She lay still with her eyes open and went through the events of the pat week. Her ankle still hurt a little but she had been able to walk on it. Josh had been so sweet coming over to see if she was okay. But what was up with Emily?

Bea sighed and slid to the edge of the bed. She walked over to the window. The sky was a pretty shade of pink this early in the morning. Over the garden Bea could see sunlight just hitting the spire of St Brigid’s Church peaking over the treetops. From a distance she could hear waves crashing on the beach. The tide must be in ― that’s when the waves sounded loudest. A ribbon of mist hung in the air above the beach. The morning’s stillness reminded her of something, but as usual it hung tantalisingly out of reach.
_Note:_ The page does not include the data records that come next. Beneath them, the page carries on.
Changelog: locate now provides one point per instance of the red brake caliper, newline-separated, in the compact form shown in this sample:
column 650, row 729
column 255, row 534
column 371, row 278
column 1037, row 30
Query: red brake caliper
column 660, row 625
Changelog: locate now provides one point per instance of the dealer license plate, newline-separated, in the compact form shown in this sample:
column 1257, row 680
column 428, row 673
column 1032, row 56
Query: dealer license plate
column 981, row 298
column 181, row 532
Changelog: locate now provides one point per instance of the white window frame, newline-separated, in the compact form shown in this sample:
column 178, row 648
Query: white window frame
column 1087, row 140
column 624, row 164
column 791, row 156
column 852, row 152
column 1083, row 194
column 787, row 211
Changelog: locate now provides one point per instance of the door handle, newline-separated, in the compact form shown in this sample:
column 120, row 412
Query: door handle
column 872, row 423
She picked up her dress and tiptoed across to the bathroom. She didn’t want to wake her grandmother so early. Bea dressed by the light coming softly through the window. She walked barefoot down the stairs to the front door. Bea paused for a moment to listen, but the cottage was silent. She closed the door softly behind her and filled her lungs with fresh morning air. It made her feel alive. The grass was damp and cold on her bare feet. She smiled and thought how her grandmother would scold if she knew. ‘You’ll catch your death of cold, child,’ Gramma would say. Bea walked across the garden to the gate that led down to the beach. She enjoyed being on her own. The day was starting to brighten. Bea paused at the top of the stairs and watched the waves. It was so peaceful.

She followed the path that led down from the back of the cottage. Small pebbles crunched under her feet as Bea reached the beach. The walk along the shoreline was her favourite and she headed toward the rocks at the northern end of the beach. Fishing boats were pulled up on the shore, turned upside down and strewn with drying fishing nets.

Bea knew she had been here before—some time ages ago. She just didn’t know when. The sound of the waves crashing against the pebbles reminded her of something she couldn’t quite remember. It was just another dim memory from somewhere in her past. As she made her way around the upturned fishing boats she turned and looked back toward the cottage at the top of the slope. A curl of smoke was rising from the chimney and Bea thought about her grandmother inside. She hoped she hadn’t disturbed her.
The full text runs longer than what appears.